Melansir riset International Institute for Strategic Studies (IISS), biaya personel untuk 360.000 tentara cadangan menjadi mobilisasi terbesar Israel sejak Perang Yom Kippur tahun 1973. Jumlah ini memberikan tekanan besar pada keuangan publik Israel.
Pemerintah Israel memperkirakan biaya tersebut mencapai USD41 juta per hari pada tahap awal pertempuran. Durasi perang yang kini mencapai lima bulan membuat biaya personel tambahan bisa mencapai sekitar USD4,2 miliar hingga Januari.
Perang ini juga mempunyai dampak buruk lainnya terhadap perekonomian Israel. Pasukan cadangan mewakili sekitar 8 persen angkatan kerja Israel, yang berarti mobilisasi menyebabkan berkurangnya pasokan tenaga kerja. Kerugian ekonomi tidak langsung yang ditimbulkan mencapai ILS2,5 miliar (USD684 juta) dalam lima minggu pertama operasi.
Kondisi ini menyebabkan terjadinya guncangan lain pada pasar tenaga kerja. Misalnya, sebelum Oktober 2023, diperkirakan 75 ribu warga Palestina dari Tepi Barat dan 12 ribu dari Gaza memiliki izin kerja Israel. Jumlah ini ditambah dengan sekitar 15 ribu pekerja tidak berdokumen yang bekerja di bidang perdagangan seperti konstruksi dan pekerjaan rumah tangga.

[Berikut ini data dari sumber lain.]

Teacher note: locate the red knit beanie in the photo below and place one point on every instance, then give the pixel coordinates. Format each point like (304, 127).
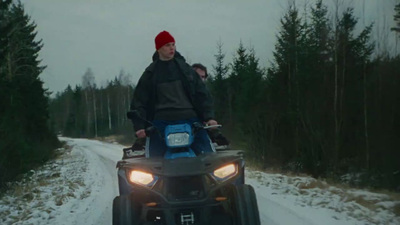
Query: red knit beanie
(163, 38)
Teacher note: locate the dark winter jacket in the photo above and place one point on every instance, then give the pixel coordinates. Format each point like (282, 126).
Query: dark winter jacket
(144, 98)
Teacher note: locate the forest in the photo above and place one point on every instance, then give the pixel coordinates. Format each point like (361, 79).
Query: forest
(26, 140)
(328, 105)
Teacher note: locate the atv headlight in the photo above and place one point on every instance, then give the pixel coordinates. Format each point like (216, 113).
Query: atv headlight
(139, 177)
(226, 172)
(178, 140)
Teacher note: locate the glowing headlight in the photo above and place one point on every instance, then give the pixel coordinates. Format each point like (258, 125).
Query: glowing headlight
(178, 139)
(140, 177)
(224, 172)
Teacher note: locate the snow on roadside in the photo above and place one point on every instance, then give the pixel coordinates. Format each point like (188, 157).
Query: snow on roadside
(38, 196)
(302, 194)
(75, 188)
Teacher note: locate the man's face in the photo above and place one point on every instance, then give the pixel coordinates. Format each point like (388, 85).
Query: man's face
(167, 51)
(201, 73)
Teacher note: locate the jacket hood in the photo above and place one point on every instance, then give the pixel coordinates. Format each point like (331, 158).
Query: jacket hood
(177, 55)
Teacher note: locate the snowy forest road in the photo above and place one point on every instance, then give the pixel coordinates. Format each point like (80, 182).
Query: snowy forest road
(101, 176)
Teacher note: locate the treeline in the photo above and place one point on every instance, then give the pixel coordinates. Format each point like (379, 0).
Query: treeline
(25, 139)
(328, 105)
(89, 111)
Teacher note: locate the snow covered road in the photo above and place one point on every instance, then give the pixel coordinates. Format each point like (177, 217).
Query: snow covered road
(79, 186)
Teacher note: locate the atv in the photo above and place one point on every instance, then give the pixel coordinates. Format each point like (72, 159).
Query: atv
(184, 188)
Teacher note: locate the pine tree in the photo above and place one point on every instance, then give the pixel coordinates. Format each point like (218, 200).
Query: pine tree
(219, 85)
(397, 19)
(26, 138)
(283, 83)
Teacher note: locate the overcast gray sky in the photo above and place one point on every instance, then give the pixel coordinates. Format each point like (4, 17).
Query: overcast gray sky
(110, 35)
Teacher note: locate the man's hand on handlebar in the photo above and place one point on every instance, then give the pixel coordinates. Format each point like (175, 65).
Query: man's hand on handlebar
(212, 123)
(141, 133)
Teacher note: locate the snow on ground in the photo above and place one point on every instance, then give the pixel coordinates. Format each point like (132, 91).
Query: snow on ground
(78, 187)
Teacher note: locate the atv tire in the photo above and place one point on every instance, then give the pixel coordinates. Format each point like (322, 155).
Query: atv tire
(244, 205)
(125, 211)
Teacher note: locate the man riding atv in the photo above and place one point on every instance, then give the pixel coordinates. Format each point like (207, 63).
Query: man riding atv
(170, 92)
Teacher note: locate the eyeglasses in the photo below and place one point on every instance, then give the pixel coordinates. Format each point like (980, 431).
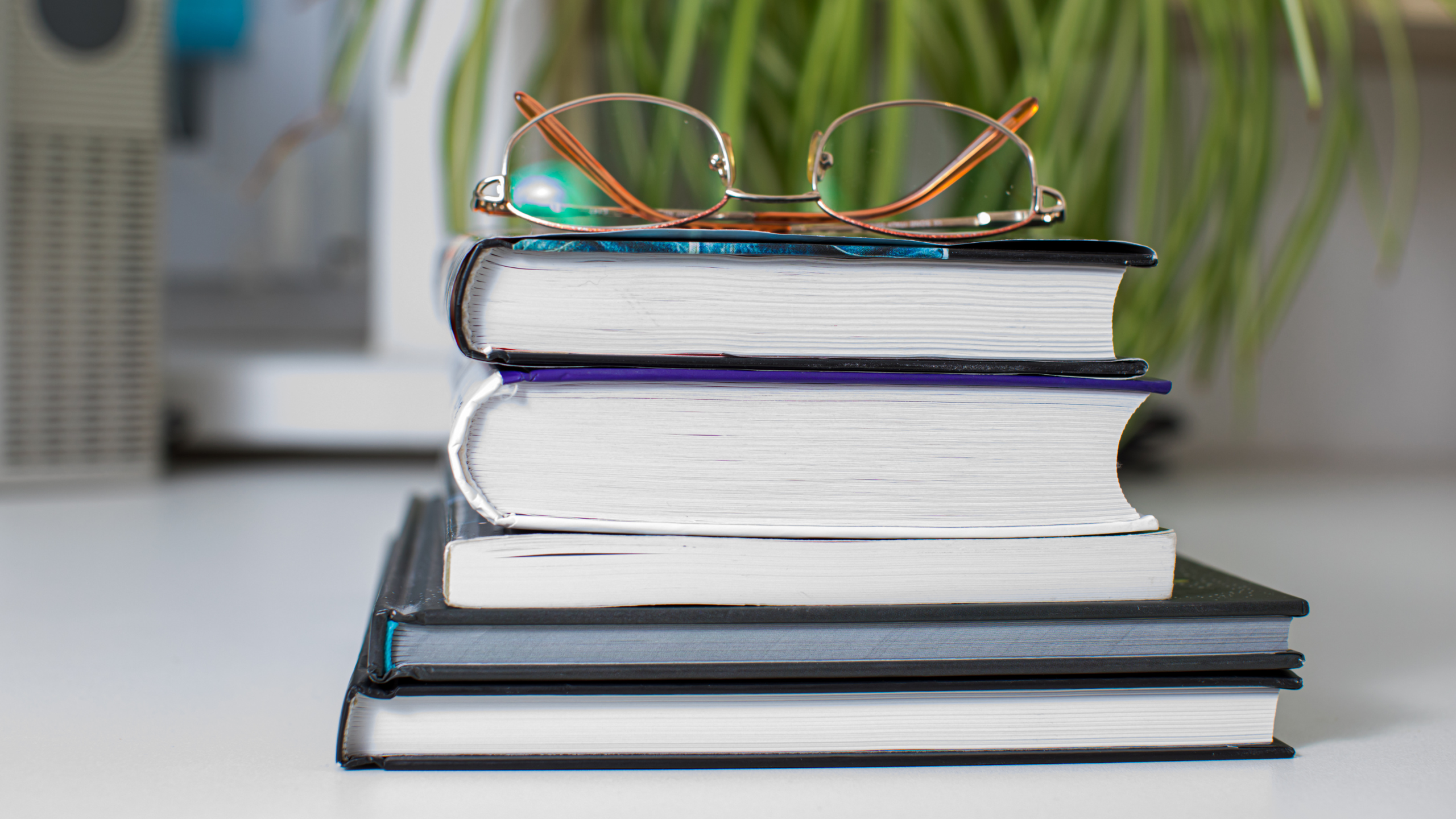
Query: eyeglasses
(630, 161)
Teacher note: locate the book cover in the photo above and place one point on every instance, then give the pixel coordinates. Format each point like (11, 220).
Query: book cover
(749, 244)
(411, 598)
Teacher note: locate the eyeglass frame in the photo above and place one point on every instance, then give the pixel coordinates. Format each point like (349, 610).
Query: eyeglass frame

Israel membekukan izin bagi pekerja Palestina setelah tanggal 7 Oktober, dan rencana untuk menutupi kekurangan dengan mempekerjakan pekerja asing dari India belum membuahkan hasil. Hal ini menunjukkan bahwa kesulitan tenaga kerja di Israel akan tetap ada, setidaknya untuk jangka pendek hingga menengah.